FLASHES OF FERTILE THOUGHTS ON THE “ANONYMOUS RESERVATUS” – PAINTED BY ILZE JAUNBERG
http://lampisterie.ilcannocchiale.it/post/2807137.html
(translation Sarah Lane)
Anonymous: emblematic mask and multiplied icon,
Anonymous: mask showing rebellion,
Anonymous: de-identitied and sexless mask,
Anonymous: unemotionalised and de-ageing mask,
Anonymous: mask of de-ethnicised irrelevance,
Anonymous: stereotyped and globalising mask,
Anonymous: right you are, if you think so and each to his own mask,
Anonymous: unmistakeable mask in search of an author.
The Anonymous mask, which appears in variously crowded depictions in Ilze Jaunberga’s paintings, is characterialised by Goyaesque chromatic dramatisations and iconic Tintorettesque ensembles that are allusive and reserved rather than assertive and forceful. Since it absorbs the bodies of those who wear it, it makes them appear as individuals belonging to a single kind that is de-featured, de-ethnicised, de-aged and de-identitied thus becoming trans-sexual, trans-generational and trans-national.
It’s the same mask as worn by the character in the film “V for Vendetta” adapted from the cartoon of the same name and later chosen as an identifying icon diffused by the Indgnatos movement which originated in Spain in 2011. The Latvian artist didn’t however intend to convey the idea of Vendetta, but rather she meant to emblemise the idea of rebellion against the illiberal officialised powers and the neo-sovietism of Putin: globalising interclassism and making each individual’s ethnicity, age and sex conform.
Jaunberga adopted the mask as a recurrent icon in 2012, with a painting entitled “Critical Temperature” (the main draw at an exhibition in Riga) which was permeated by the idea of an increase in tension in social and political relations worldwide. The idea is to signal the anonymity of wearing a shared mask by those who intend to express their rebellion, and – masked – control it.

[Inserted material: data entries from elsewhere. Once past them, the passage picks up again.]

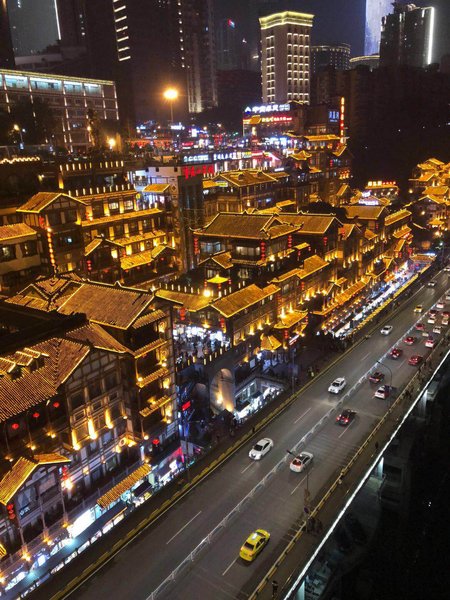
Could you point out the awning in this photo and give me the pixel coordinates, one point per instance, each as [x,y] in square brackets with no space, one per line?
[124,485]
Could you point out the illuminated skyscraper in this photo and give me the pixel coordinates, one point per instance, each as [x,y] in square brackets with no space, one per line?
[375,11]
[285,44]
[407,36]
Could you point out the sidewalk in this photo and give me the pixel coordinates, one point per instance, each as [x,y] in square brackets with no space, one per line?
[315,357]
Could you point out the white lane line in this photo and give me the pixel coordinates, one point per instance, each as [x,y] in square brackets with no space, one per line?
[184,527]
[248,467]
[346,429]
[228,568]
[301,416]
[299,484]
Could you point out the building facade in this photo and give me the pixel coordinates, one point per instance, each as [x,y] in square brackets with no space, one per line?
[285,43]
[69,99]
[407,36]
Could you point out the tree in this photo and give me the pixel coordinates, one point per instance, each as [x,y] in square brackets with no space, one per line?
[36,118]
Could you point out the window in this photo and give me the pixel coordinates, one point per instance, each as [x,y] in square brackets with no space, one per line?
[7,253]
[77,399]
[28,248]
[94,389]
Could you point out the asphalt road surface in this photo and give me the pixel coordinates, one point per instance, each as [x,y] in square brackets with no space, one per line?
[217,572]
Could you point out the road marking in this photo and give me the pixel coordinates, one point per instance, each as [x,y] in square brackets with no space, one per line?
[248,467]
[347,428]
[228,568]
[300,483]
[184,527]
[305,413]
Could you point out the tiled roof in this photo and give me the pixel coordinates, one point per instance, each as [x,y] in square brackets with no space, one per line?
[191,302]
[311,265]
[244,225]
[17,230]
[13,480]
[42,200]
[397,216]
[96,336]
[363,212]
[157,188]
[244,298]
[120,488]
[134,214]
[107,304]
[98,241]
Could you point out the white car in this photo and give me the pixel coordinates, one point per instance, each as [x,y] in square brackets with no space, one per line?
[386,330]
[261,448]
[301,462]
[338,385]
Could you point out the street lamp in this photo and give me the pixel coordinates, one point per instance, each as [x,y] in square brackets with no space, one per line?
[171,94]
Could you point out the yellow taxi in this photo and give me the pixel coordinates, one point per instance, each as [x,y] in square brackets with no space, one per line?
[254,544]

It represents an impression of the features of Guy Fawkes, the English dynamite-brandishing terrorist before his time and Catholic plotter, who failed in his assassin attempt of the king and was slaughtered at the age of 36 in Westminster on 13 April 1606 (James I was on the throne and it was during the lifetime of Shakespeare 1564-1616). cf Wikipedia
Although each of the canvases painted for the installation entitled “Anonymous Reservatus” – which were first displayed at a preview at Cà Ròiss in Venice during the 2014 Carnival – is an autonomous composition, they were all conceived as fragments of a single image to make up a large-scale fresco in-progress. They feature a recurrent iconic design and are characterised by formal constants, such as the Tintorettesque crowding of figures, the overall use of colour which includes references to certain dramatic glooms typical of Goya, and the poetical and ethical nature which ideologises them and gives them substance.
The Latvian artist used her emotions and instincts to paint each one of them, letting her thoughts lead her hand, free from the slightest desire to reproduce a reality of people, things and places that can be easily recognised. Her hand can be considered the “window on her mind” (Kant), the “hand that works” as Hegel thematised (taken up by Marx) and a praiseworthy hand, to paraphrase the words of Henri Focillon, who wrote a book published in 1939 under the title “In praise of hands”.
Painting the works, she didn’t aim for “vedutismo”, or sights seen by herself and others, but she painted to transfigure and iconise her thoughts whilst seeing. Through the paintings she traced a mental journey which is notable for its highly personal and vivid trademarks.
She painted to convey the collective carnivalesque nature of Venice, disambiguating it after having experienced and documented it in immobility, for her future memories, by taking photographs.
Painting in this way, the subjective carnivalesque simil-Venetian of the fifteen/seventeen hundreds is simulated repeatedly to tell the nothings of self-promoters who occasionally mask, in a serene Venetian way, their individuality that is wholly, yet alternatively and in every moment of the day, gratified by sterile friendly relationships scattered with flimsy emotions that are conventional and sometimes shared.
Ilze Jaunberga as an artist takes constant care to favour symbolisation and emblemisation and these are both predominant in her paintings while sweetened decoration and peaceful illustrations are considered discriminative. (www.ilzejaunberga.com)
Ilze Jaunberga nella Birkenfelds Galerija a Riga in Lettonia omaggiata con fiori durante il vernissage della sua esposizione personale.
NOTE – Every year on 5 November, the UK celebrates the fact that King James I was saved during the so-called Gunpowder Plot. The same event is recalled by English teachers in Latvian elementary schools with the rhyme “Remember, remember…” about the Anonymous Guy Fawkes and his failed plot.
The title Anonymous Reservatus is thus intended to mean Controlled Anonymity, rebellious but not vengeful – a shared or shareable anonymity that results in being more participated and globalised, as each can decide where, when and how to display or spread their rebellion.